Z godziny na godzinę i z dnia na dzień zza kamiennej ściany przyczółka woda ciągle wygarnia ziemię. Most może się zawalić.
Do takiego wniosku doszli niedawno drogowcy z Zarządu Dróg Powiatowych w Łukowie. Po tym postanowili wyłączyć most z użytkowania. Już od wiosny tego roku, obserwowali przedwojenną konstrukcję. Drogowcy spostrzegli sporo pęknięć betonowej spoiny łączącej ciosane kamienie. Były też zapadnięcia asfaltu. W newralgicznych punktach zostały zamontowane specjalne miarki, z których codziennie odczytywano, o ile konstrukcja mostu odkształcała się.

Nie ma mostu, jest bród

Ten most znajduje się na drodze powiatowej z Wilczysk do Żelechowa. Zarząd Dróg Powiatowych wiosną zakazał poruszania się po nim ciężkim pojazdom, ciężarówkom, tirom. Dowiedzieliśmy się, że zakaz respektował mało kto. Konstrukcja, osłabiona przez wodę i ząb czasu (most wybudowano przed II wojną, a później jedynie zmieniano nawierzchnię drogi), mogłaby wytrzymać do przyszłorocznego remontu, gdyby nie ciężkie pojazdy.

– To najkrótsza droga do Żelechowa. Objazdem przez Wolę Mysłowską i Jarczew mieszkańcy Wilczysk muszą nadkładać z 10 km  – informuje Władysław Mika, wójt gminy Wola Mysłowska. – Z tej wioski spora grupka dzieci dojeżdża tam do szkoły. Kiedyś autobus zabierał je z centrum miejscowości i po lekcjach odwoził w to samo miejsce. Teraz maluchy spory kawałek drogi muszą iść pieszo. Część z rolników nie może też przedostać się na łąki i pola na drugim brzegu Wilgi. Głównie dla nich gmina urządziła tymczasową przeprawę przez rzekę. Znajduje się ona w miejscu brodu, pół kilometra od nieczynnego mostu w dół rzeki.

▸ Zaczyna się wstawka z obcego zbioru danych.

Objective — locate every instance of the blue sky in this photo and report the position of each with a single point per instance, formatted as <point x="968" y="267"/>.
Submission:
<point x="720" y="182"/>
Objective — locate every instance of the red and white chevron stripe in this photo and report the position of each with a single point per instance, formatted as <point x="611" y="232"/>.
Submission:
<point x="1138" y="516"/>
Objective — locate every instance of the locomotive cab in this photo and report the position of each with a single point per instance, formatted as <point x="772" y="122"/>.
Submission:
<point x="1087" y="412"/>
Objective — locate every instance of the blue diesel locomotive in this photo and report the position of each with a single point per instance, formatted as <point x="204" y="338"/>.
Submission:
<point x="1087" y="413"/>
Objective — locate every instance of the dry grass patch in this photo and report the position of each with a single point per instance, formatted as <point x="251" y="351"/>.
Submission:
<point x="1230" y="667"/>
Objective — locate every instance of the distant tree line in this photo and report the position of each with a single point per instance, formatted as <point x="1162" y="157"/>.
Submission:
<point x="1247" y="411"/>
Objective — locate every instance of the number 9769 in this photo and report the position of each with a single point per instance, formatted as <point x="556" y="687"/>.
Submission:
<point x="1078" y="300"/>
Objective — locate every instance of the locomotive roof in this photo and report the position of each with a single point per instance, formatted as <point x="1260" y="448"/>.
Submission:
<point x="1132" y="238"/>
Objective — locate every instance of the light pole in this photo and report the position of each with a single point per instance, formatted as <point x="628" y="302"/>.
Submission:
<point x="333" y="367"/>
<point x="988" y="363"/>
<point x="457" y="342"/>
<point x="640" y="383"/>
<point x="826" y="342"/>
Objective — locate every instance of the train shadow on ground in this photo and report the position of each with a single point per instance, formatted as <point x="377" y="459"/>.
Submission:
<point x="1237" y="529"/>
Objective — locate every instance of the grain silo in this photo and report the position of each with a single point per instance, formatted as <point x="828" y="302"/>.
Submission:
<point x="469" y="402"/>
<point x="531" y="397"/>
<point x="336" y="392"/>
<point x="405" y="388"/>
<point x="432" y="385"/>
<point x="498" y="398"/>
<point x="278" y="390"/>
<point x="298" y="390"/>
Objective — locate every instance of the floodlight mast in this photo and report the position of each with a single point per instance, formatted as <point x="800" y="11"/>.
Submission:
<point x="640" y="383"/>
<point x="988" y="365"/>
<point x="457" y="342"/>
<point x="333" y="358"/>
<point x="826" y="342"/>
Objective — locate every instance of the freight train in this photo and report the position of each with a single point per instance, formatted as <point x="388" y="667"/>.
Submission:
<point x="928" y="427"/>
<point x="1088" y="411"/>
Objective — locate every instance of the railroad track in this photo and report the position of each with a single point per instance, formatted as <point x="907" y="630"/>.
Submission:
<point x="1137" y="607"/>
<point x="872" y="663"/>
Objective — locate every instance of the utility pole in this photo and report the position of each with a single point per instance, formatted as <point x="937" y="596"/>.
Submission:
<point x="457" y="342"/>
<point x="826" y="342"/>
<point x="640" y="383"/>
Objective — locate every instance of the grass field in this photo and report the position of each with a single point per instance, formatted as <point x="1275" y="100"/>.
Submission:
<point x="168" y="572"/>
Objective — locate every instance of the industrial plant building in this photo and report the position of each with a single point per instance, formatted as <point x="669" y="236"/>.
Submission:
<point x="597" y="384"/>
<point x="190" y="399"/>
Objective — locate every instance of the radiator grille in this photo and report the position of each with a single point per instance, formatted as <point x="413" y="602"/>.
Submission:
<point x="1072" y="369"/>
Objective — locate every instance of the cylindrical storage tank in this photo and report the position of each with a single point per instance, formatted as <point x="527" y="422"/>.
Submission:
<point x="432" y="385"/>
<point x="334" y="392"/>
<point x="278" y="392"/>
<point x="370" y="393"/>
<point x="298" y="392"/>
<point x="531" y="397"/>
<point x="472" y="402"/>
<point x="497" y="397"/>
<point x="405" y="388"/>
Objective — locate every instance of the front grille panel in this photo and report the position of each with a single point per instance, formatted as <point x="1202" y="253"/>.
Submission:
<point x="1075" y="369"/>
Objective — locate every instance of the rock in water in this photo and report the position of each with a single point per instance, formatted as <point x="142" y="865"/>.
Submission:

Na zlecenie gminy, która porozumiała się w tej kwestii z Wojewódzkim Zarządem Melioracji i Urządzeń Wodnych w Lublinie, dno rzeki w miejscu brodu wyłożono betonowymi płytami, nieodpłatnie wypożyczonymi z Zarządu Dróg Powiatowych w Łukowie. Wójt gminy poinformował, że rolnicy mogą już korzystać z przeprawy. Zapowiada, że gdy chwycą mrozy, zostanie wzmocniona żwirem torfowa droga dojazdowa, tak, by nie grzęzły w niej samochody osobowe, nieprzystosowane do jazdy terenowej. – Przy obecnym, niskim stanie wody w rzece, bród przejadą osobówki. Teraz jednak nie utkną na grząskiej drodze przez łąkę – dodał W. Mika.

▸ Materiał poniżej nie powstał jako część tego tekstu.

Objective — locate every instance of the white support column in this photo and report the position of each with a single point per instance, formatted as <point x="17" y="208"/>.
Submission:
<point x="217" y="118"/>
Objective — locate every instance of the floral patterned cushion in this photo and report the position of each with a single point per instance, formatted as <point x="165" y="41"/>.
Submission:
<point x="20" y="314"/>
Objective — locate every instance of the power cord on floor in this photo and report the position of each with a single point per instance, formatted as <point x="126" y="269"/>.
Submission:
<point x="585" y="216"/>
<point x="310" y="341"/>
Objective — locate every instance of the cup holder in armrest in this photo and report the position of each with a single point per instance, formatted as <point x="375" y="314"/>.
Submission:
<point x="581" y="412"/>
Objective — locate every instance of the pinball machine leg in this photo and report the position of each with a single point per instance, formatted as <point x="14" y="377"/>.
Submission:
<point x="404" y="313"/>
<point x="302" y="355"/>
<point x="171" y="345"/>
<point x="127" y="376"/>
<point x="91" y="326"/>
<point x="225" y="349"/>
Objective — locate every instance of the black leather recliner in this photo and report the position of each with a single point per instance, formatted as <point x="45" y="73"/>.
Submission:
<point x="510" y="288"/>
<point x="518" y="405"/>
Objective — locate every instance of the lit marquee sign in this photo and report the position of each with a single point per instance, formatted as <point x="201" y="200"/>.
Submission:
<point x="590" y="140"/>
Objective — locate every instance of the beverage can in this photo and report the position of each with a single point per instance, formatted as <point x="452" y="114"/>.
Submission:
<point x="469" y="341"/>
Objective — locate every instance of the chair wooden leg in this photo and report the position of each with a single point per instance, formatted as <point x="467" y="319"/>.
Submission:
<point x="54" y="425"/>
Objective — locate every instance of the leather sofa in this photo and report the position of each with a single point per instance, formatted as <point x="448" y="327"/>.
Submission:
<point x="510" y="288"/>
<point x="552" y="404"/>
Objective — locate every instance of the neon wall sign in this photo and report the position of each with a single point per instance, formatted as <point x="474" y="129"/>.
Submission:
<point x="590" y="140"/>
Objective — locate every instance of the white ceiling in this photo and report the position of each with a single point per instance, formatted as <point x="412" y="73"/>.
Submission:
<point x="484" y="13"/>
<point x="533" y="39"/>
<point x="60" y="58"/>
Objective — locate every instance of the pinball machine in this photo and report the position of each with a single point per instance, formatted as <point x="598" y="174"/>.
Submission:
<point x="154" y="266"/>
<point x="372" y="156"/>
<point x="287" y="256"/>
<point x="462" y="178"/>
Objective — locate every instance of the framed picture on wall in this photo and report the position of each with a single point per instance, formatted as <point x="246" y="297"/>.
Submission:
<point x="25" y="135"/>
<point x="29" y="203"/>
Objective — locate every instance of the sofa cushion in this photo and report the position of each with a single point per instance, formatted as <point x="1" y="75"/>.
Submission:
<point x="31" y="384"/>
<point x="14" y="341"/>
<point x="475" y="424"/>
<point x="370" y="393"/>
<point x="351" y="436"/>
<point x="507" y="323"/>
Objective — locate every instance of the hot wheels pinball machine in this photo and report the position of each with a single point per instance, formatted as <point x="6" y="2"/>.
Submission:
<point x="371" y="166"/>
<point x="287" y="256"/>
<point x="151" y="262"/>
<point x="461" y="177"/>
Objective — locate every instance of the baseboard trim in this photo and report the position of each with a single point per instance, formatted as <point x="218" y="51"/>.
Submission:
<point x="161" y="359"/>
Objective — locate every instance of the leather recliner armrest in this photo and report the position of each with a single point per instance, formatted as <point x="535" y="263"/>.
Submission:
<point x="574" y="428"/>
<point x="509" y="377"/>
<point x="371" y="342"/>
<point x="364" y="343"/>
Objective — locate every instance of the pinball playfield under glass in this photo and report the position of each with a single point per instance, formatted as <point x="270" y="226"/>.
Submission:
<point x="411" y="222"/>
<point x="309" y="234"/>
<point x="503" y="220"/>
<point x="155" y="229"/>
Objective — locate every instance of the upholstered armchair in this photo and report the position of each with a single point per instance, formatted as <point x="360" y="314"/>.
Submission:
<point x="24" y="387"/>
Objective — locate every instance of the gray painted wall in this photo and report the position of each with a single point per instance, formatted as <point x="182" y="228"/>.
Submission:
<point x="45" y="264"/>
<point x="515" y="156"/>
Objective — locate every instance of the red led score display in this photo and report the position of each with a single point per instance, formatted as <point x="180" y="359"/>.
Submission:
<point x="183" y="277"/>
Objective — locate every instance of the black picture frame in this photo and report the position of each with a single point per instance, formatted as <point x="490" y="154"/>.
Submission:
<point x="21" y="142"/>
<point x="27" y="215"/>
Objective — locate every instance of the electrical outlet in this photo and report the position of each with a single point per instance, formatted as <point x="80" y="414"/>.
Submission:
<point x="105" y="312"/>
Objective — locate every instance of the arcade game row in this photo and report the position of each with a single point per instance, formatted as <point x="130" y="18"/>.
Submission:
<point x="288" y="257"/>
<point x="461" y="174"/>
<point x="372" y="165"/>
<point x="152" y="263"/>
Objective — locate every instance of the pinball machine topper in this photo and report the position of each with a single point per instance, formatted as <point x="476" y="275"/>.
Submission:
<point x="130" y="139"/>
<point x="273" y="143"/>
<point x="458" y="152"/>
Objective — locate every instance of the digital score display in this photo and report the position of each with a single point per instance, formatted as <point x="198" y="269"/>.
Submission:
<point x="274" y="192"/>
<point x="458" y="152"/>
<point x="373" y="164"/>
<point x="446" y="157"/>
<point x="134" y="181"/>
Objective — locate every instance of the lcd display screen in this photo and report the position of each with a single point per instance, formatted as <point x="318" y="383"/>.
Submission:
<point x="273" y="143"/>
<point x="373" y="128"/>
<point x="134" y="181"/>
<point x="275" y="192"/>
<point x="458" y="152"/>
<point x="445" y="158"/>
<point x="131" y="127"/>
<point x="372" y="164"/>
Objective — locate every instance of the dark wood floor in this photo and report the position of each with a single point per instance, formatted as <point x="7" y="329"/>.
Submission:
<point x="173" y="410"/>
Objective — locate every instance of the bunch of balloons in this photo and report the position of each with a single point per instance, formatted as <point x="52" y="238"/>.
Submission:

Więcej w papierowym i e-wydaniu „TS” nr 47. (PGL)
Kamień ciosany i tiry

W sprawie remontu mostu z pytaniami zwróciliśmy się do dyrektora łukowskiego Zarządu Dróg Powiatowych, Stanisława Sokoła.
– Planujemy wybudowanie nowego mostu i 100-metrowych odcinków drogi dojazdowej po obu stronach mostu – mówi dyrektor. – Trwają prace projektowe. Za dokumentację techniczną ZDP zapłaci z własnego budżetu. Jeśli chodzi o resztę, wyliczyliśmy, że most będzie nas kosztował 1.250 tys. zł. Część pieniędzy na tę inwestycję postaramy się uzyskać z rezerwy budżetowej dróg krajowych. Dotychczas dotacje sięgały 50 proc. kosztów, ale nie wiemy jak będzie w 2013 r. W styczniu złożymy dokumenty, by tę dotację otrzymać. W maju powinna ruszyć budowa. Planujemy, że przez 4 miesiące prace wykonamy i most będzie gotowy na wrzesień przyszłego roku.

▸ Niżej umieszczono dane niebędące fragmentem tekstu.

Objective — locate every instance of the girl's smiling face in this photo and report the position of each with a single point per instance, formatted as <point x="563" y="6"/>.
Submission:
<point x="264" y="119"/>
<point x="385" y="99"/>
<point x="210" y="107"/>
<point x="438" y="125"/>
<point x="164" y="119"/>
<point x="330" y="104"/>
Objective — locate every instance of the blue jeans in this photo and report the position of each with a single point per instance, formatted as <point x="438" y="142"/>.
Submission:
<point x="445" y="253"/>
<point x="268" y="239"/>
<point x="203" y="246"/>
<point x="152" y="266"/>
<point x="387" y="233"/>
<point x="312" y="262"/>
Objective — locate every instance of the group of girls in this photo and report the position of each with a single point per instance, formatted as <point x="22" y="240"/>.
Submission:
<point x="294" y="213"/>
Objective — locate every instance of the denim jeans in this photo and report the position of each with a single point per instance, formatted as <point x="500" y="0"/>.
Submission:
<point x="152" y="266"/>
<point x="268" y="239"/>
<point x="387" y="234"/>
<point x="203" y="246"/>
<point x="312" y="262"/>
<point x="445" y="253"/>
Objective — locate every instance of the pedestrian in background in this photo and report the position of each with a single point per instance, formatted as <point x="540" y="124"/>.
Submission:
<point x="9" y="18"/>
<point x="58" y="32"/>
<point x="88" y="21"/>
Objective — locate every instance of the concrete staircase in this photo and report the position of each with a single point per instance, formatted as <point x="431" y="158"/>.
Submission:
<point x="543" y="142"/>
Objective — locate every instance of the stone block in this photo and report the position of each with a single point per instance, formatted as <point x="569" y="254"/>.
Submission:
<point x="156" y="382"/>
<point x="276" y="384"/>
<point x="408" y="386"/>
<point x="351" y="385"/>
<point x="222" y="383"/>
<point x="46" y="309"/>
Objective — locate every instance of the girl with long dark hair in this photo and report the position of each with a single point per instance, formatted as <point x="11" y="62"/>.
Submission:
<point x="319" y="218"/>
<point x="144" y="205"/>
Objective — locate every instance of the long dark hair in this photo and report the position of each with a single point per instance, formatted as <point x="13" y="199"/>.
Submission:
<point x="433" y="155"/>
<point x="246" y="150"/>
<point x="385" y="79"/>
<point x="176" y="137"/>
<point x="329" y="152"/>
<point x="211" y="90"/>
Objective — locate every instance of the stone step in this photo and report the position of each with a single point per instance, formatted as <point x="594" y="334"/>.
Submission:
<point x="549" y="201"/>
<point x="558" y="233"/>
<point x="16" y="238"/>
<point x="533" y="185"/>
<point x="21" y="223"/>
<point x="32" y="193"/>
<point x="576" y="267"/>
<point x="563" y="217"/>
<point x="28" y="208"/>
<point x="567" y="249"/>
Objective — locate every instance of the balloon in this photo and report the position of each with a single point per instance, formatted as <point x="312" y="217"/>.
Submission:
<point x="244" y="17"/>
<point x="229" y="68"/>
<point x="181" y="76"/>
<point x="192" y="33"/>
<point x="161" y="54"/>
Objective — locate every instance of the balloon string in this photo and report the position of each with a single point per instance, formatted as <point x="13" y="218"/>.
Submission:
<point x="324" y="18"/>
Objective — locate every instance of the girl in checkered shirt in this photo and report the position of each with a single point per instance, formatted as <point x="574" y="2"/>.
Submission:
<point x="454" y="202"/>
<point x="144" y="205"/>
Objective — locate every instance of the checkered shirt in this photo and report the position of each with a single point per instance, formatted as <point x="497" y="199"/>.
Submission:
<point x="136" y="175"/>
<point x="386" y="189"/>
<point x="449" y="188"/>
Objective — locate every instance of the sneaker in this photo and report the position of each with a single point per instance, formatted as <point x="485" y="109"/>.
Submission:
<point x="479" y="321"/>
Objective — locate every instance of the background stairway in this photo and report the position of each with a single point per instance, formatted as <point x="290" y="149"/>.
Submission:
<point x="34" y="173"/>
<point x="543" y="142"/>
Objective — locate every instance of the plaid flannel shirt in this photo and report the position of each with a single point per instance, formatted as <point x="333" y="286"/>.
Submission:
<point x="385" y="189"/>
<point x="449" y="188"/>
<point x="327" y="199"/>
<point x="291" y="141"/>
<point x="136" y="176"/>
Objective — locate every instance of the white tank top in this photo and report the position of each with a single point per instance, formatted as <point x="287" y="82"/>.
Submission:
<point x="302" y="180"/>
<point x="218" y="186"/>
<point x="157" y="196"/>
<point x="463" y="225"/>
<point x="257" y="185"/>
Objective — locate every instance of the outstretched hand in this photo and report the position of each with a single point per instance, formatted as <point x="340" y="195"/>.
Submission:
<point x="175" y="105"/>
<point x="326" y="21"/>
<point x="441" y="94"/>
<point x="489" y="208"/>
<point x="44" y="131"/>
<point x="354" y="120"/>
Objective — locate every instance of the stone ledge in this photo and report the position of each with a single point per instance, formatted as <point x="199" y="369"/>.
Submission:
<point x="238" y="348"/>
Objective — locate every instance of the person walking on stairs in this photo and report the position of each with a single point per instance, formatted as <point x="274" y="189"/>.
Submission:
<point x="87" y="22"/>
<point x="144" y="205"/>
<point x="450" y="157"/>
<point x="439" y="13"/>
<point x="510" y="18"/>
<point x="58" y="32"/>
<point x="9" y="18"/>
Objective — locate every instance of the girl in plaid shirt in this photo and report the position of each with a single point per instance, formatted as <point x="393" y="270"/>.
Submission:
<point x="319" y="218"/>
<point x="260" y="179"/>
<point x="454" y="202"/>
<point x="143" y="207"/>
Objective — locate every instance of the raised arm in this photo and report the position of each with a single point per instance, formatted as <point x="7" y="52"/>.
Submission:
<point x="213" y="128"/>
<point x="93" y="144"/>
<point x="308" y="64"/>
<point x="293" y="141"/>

S. Sokół powiedział, że przyczółki mostu wykonano z ciosanego kamienia, bez jakichkolwiek zbrojeń. Most absolutnie nie jest przystosowany do ciężaru pojazdów ostatnio poruszających się drogą do Żelechowa. Zagrożenie katastrofą, jakie się tam pojawiło, jest od dłuższego czasu jedynym, odnotowanym w powiecie łukowskim. (PGL)

2 KOMENTARZE
  1. most groził zawaleniem od wiosny – już w marcu było wiadomo ,że wymaga gruntownego remontu, dlaczego wcześniej nie pozyskano funduszy i nie przygotowano stosownych pozwoleń , aby zacząć remont wcześniej?
    Czy te dzieci muszą przechodzić po tych górach żwiru – chyba ruch pieszy można było pozostawić?

  2. Z wyjaśnień, jakie udało mi się uzyskać w trakcie gromadzenia materiału do pisania tego artykułu, wiem, że most jest zamknięty dla wszystkich bez wyjątku. Groźba katastrofy to, groźba katastrofy. Piesi też nie powinni tamtędy chodzić. Dlatego zaspawano barierki i nasypano żwiru. Jeśli ktoś tamtędy przechodzi to wyłącznie na własną odpowiedzialność i w razie tragedii nie tylko, że zarządca mostu, czyli Zarząd Dróg Powiatowych, nie będzie ponosił odpowiedzialności, ale również firmy ubezpieczeniowe nie wypłaca odszkodowania. Mieszkańcy, w tym dzieci, korzystają z mostu na własną odpowiedzialność i odpowiedzialność ich opiekunów.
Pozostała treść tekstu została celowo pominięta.